The special features begins with two bout's from the WrestleMania Kick-Off show, starting with a lively four-way bout for Tyson Kidd and Cesaro's Tag Team Championships. With the crowd warming up nicely throughout, thanks to the multitude of well-timed spots, this bout is a lot of fun to watch. The Andre the Giant Memorial Battle Royal, including the likes of Cesaro, Hideo Itami and Kane, is fun battle royal, despite the match lacking on any real star power. Damien Sandow and The Miz's storyline is furthered nicely throughout the bout, that includes some cool elimination spots.

Hall of Fame

The Uso's begin the Hall of Fame ceremony with a slick and humours speech, as they induct their Father, Rikishi. Rikishi's speech is well-delivered, with a strong focus on his family, as it to be expected for a member of Anoa'i tribe.
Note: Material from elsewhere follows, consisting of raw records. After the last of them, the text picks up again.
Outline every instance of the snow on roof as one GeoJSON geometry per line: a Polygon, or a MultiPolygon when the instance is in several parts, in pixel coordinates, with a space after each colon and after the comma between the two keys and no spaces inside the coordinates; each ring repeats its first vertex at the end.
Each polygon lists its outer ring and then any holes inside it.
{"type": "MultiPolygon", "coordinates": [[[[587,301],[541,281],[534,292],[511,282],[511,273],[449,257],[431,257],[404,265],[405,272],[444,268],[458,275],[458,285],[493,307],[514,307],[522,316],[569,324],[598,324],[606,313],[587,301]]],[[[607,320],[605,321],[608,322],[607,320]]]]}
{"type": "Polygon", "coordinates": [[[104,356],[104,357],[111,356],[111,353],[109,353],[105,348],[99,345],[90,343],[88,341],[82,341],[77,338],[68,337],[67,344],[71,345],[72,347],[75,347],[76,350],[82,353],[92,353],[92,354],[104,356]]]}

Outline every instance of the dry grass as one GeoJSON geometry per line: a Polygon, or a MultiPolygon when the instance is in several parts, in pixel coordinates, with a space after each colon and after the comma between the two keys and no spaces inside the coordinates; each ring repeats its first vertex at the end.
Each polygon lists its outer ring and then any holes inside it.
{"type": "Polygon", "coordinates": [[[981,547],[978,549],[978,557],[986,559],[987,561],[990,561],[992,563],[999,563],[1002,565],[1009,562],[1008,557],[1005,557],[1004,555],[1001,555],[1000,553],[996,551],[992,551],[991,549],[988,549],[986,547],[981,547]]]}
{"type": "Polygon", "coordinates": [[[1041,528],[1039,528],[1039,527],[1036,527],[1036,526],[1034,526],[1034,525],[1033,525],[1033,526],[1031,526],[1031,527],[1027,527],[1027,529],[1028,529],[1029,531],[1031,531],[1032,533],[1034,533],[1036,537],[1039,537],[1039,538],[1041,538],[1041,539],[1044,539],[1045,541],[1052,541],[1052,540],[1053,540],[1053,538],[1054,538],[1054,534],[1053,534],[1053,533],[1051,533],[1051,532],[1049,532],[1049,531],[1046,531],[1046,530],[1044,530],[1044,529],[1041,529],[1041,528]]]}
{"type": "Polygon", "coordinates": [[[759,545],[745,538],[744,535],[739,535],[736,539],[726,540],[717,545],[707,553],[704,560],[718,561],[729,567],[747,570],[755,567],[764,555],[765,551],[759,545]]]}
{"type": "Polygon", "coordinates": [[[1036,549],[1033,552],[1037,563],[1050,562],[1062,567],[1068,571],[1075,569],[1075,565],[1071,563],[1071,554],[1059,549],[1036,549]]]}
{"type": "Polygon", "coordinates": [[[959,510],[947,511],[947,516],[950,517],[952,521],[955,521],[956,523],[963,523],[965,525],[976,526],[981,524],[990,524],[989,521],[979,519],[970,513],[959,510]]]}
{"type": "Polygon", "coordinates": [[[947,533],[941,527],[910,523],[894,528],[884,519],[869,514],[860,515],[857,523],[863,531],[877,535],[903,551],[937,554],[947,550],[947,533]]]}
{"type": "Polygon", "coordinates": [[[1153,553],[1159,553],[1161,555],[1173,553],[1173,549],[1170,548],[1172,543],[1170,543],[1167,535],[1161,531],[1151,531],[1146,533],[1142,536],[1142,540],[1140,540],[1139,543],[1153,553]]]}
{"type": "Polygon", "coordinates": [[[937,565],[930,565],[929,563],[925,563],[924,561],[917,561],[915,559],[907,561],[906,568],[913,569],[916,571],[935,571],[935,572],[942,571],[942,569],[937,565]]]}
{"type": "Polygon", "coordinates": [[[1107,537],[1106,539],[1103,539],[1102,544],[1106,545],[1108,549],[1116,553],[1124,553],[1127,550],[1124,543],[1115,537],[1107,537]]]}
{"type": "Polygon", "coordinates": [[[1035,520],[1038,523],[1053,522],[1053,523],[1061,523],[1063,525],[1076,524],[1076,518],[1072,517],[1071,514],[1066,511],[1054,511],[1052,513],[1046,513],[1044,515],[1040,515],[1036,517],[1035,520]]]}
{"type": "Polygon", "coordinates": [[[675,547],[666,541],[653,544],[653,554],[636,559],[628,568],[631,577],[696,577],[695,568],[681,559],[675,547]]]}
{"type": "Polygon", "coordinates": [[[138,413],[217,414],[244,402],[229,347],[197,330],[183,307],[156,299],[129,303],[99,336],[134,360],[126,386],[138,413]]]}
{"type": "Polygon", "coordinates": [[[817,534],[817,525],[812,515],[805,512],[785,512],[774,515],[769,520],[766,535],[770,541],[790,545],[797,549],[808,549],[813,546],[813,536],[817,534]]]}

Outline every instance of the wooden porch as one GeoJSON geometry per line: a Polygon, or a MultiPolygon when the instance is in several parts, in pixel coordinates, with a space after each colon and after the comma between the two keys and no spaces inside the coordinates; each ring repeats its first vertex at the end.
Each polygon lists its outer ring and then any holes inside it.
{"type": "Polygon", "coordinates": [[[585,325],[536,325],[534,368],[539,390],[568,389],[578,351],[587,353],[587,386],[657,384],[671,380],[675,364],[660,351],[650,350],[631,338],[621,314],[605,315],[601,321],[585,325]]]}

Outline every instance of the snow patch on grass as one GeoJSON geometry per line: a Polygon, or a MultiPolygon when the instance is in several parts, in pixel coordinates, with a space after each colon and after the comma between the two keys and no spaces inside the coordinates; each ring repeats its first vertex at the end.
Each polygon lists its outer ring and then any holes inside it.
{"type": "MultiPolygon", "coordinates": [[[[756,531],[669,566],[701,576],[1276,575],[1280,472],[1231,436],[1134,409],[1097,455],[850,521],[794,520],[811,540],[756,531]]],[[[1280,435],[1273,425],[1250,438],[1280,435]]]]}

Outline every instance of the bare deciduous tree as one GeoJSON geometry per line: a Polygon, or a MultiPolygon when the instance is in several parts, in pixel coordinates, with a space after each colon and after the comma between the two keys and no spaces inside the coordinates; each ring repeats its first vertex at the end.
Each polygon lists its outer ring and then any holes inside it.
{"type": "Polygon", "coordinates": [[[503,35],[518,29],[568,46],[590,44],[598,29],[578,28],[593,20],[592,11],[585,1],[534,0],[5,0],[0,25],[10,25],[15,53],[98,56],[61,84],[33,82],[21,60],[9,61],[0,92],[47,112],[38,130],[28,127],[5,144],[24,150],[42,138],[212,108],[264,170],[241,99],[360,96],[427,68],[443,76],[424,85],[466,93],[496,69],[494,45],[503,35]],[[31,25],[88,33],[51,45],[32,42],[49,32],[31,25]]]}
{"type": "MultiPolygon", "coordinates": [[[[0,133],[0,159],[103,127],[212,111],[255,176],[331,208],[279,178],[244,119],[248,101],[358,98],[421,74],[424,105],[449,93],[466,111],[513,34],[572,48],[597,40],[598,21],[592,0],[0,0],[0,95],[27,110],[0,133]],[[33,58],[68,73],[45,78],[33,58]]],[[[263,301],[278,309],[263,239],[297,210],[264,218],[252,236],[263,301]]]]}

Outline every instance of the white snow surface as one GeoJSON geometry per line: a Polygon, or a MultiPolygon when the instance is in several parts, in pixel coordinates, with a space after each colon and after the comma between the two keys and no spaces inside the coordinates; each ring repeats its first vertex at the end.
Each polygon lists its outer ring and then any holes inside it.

Anyone looking for some stories about Rikishi's time in WWE (especially during the Attitude Era) may be a little disappointed, as the speech rarely ventures into that area. 

With a strange combination of kayfabe and real-life stories, the content of Bruno Sammartino's induction speech for Larry Zybysko, is interesting in-terms of content, it's a shame that the delivery is dull as dishwater. In contrast, Zybyszko's speech is charismatic and engaging, with a handful of great stories about his time in the business. It's a shame however that Zybyszko hasn't planned any of it, leading to a number of repeats and the speech descending into a complete car crash come the end. 

Alundra Blayze's acceptance speech works as an extended list of people she has met throughout her year's in the business, which has it's moments. The gimmick at the end, in which Blayze's reenacts her infamous appearance on Monday Nitro, is about as cringey as could be.

Disc Three

Hall of Fame

The Ultimate Warrior's widow, Dana, produces a speech, that is both heartbreaking and fantastic in equal measure. As Daniel Bryan presents the late Conor the Crusher with the Warrior award, the former World Heavyweight Champion's speech is emotional, but focuses on the lighter times he spent with Conor. Conor's Dad, Steve, put's on stellar job, under the circumstances, and Conor's brother's final words would be enough to bring even manliest of manly man to tears. 

The Bushwacker's acceptance speech is just as absurd as you'd want it to be, with the pair seemingly completely off their collective rockers. They do, however, manage to produce some quite interesting stories about getting into the business, in what is perhaps the surprise gem of the Hall of Fame ceremony. Hulk Hogan's induction speech for Randy Savage fails to hit the mark, with the pairs difference at the time's of Savage's death quickly becoming the elephant in the room. Savage's brother Lanny Poffo's acceptance speech focuses more on Savage's relationship with the Special Olympics, rather than Savage's time in the business, and also shuns Savage's first wife Ms. Elizabeth.

Triple H works as a strong inductor for Arnold Schwarzenegger, with The Game putting together  a slick and funny intro for the Hollywood star. Schwarzenegger (Conan the Barbarian/The Terminator/Commando/The Running Man/Predator/Twins/Total Recall/Kindergarten Cop/True Lies) puts on one of the best celebrity inductee speeches to date, with a strong focus on his relationship with wrestling over the years. Shawn Michaels has charisma coming out of his arse, as he talks about his old pal, Kevin Nash, with some great personal stories surrounding major moments in Nash's career. Big Daddy Cool's acceptance speech works nicely as a close to the show, with the crowd lapping it up, before inevitable appearance from the Klique.

Special Features

John Cena prepares for Rusev is an interesting interview between Cena and Byron Saxton, with a handful of added clips to illustrate the points made. Seth Rollins is the Future is a similar venture, with Booker T, and whilst the feature is well produced, it's placing at the end of Disc Three is curious indeed.


One of the best WrestleMania's in recent memory, there isn't a bad match on the main card here. The Hall of Fame ceremony is a mixed bag as ever, but there's still plenty to enjoy here, especially with the help of the skip button. Throw into the mix two decent matches from the Kick-Off show that are both worth a watch and you have a DVD that is well worth the money.